We continued the ascent until great Morrow Rock came into view above us, with clouds fragmenting upon contact and drifting over the top. We elected to come back to the rock later in hopes of the fog clearing for a better view. Soon we entered the Giant Forest, which is the exact elevation and climate for monstrous redwood trees.



As we climbed the rock stairway, we felt the clouds rushing through us. It was cold and misty, yet soothing as I breathed in the moist, mountain air. Every so often, there would be a break in the clouds and we could see the valley and road on which we came up. It was too foggy to see the 14,000 ft. high peaks across the way, but it was still incredible to stand out on the cliff and peer over the edge. The final stop in Sequoia was Crescent Meadow, which John Muir called "the gem of the Sierras." Sequoia is full of John Muir quotes and stories. The naturalist and writer once climbed to the top of a tall tree in a thunderstorm to revel in the natural beauty of the wilderness around him. Madness - I had found a new hero. Anyway, the meadow marks a break in the forest roughly the size of a football field, in which lush, emerald grasses grow out of saturated swampland.
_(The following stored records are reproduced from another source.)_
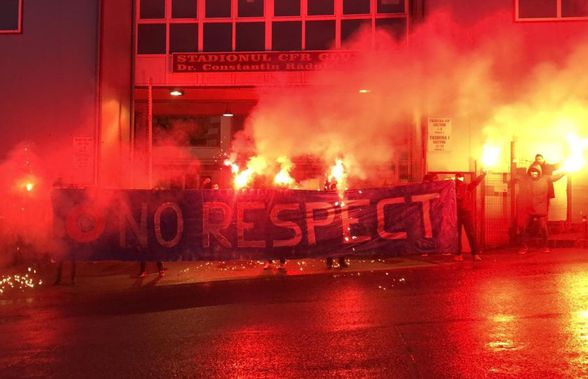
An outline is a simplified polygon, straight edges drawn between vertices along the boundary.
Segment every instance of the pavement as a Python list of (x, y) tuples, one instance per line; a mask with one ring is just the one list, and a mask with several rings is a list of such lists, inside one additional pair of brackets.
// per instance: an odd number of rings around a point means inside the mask
[(0, 377), (588, 377), (587, 257), (83, 262), (0, 296)]
[[(569, 254), (583, 251), (578, 248), (555, 249), (553, 254)], [(547, 254), (547, 255), (549, 255)], [(288, 260), (285, 270), (278, 269), (278, 262), (269, 270), (264, 270), (262, 260), (234, 261), (176, 261), (164, 262), (165, 272), (160, 276), (154, 262), (147, 263), (147, 275), (138, 277), (137, 262), (97, 261), (77, 262), (75, 280), (71, 280), (71, 262), (65, 262), (63, 278), (55, 285), (58, 265), (45, 263), (41, 265), (21, 265), (0, 269), (0, 305), (2, 301), (27, 297), (31, 291), (44, 289), (68, 288), (67, 292), (109, 293), (129, 289), (190, 285), (219, 281), (271, 280), (284, 277), (303, 277), (311, 275), (361, 275), (362, 273), (395, 271), (403, 269), (421, 269), (445, 265), (490, 265), (497, 261), (537, 259), (544, 253), (533, 252), (520, 256), (513, 249), (497, 249), (484, 252), (482, 262), (473, 262), (469, 253), (464, 254), (463, 262), (455, 262), (452, 255), (409, 255), (394, 258), (350, 258), (348, 268), (328, 269), (324, 259)], [(18, 279), (15, 281), (15, 277)], [(13, 285), (9, 285), (7, 278)], [(8, 283), (8, 284), (7, 284)], [(53, 291), (54, 292), (54, 291)]]
[[(349, 273), (397, 270), (401, 268), (417, 268), (452, 262), (450, 256), (411, 256), (386, 259), (349, 259), (350, 267), (346, 269), (327, 269), (324, 259), (288, 260), (284, 269), (278, 268), (275, 261), (270, 269), (264, 270), (262, 260), (232, 261), (176, 261), (164, 262), (165, 271), (159, 275), (155, 262), (147, 262), (147, 275), (139, 277), (139, 264), (124, 261), (77, 262), (75, 281), (71, 280), (71, 262), (65, 262), (61, 283), (55, 285), (58, 264), (19, 265), (0, 270), (0, 278), (11, 278), (11, 281), (30, 279), (31, 286), (11, 288), (4, 286), (0, 299), (19, 297), (30, 291), (47, 287), (72, 287), (77, 292), (111, 292), (129, 288), (161, 287), (186, 285), (218, 281), (235, 281), (251, 279), (271, 279), (277, 277), (308, 276), (308, 275), (341, 275)], [(1, 280), (0, 280), (1, 282)], [(2, 288), (0, 286), (0, 288)]]

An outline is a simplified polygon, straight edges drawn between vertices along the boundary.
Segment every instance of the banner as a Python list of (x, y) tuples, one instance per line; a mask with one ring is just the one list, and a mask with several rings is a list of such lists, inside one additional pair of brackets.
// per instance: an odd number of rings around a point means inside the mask
[(53, 208), (63, 248), (80, 260), (396, 256), (457, 248), (453, 181), (344, 194), (58, 189)]
[(354, 51), (260, 51), (173, 53), (172, 72), (263, 72), (336, 69), (353, 62)]

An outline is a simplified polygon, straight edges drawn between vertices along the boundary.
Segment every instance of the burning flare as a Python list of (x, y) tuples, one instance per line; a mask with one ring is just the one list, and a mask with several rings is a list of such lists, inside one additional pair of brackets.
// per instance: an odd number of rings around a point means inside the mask
[(247, 162), (247, 168), (242, 171), (232, 159), (225, 160), (225, 165), (231, 167), (231, 172), (234, 175), (233, 187), (242, 189), (249, 187), (256, 175), (263, 175), (267, 168), (267, 161), (258, 155), (251, 157)]
[(345, 173), (345, 166), (343, 166), (343, 160), (337, 159), (335, 165), (331, 167), (329, 172), (329, 182), (337, 183), (337, 187), (343, 189), (345, 187), (345, 179), (347, 178), (347, 174)]
[(329, 187), (328, 189), (337, 189), (340, 201), (336, 202), (335, 206), (345, 206), (345, 190), (347, 189), (346, 179), (347, 173), (345, 172), (343, 160), (337, 159), (335, 165), (333, 165), (329, 171), (327, 184), (325, 185), (325, 187)]
[(581, 139), (575, 134), (568, 134), (570, 155), (561, 165), (561, 171), (577, 172), (586, 164), (584, 150), (588, 147), (588, 139)]
[(292, 162), (287, 157), (277, 159), (280, 164), (280, 171), (274, 177), (274, 184), (282, 187), (290, 187), (294, 184), (294, 178), (290, 176)]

Tom said the Sierras were called the "range of light." I fully grasped what he was talking about. We walked around the glowing, heavenly meadow and paused at a trout stream where Tom used to fish. Small speckled trout still fought against the current under the small bridge. Blair vowed he could catch one with his bare hands, but Tom and I were too hungry to wait around for such a futile exercise.
Starving, we began the long descent through the park, stopping frequently to examine beautiful dogwood flowers and rare, red snow flowers.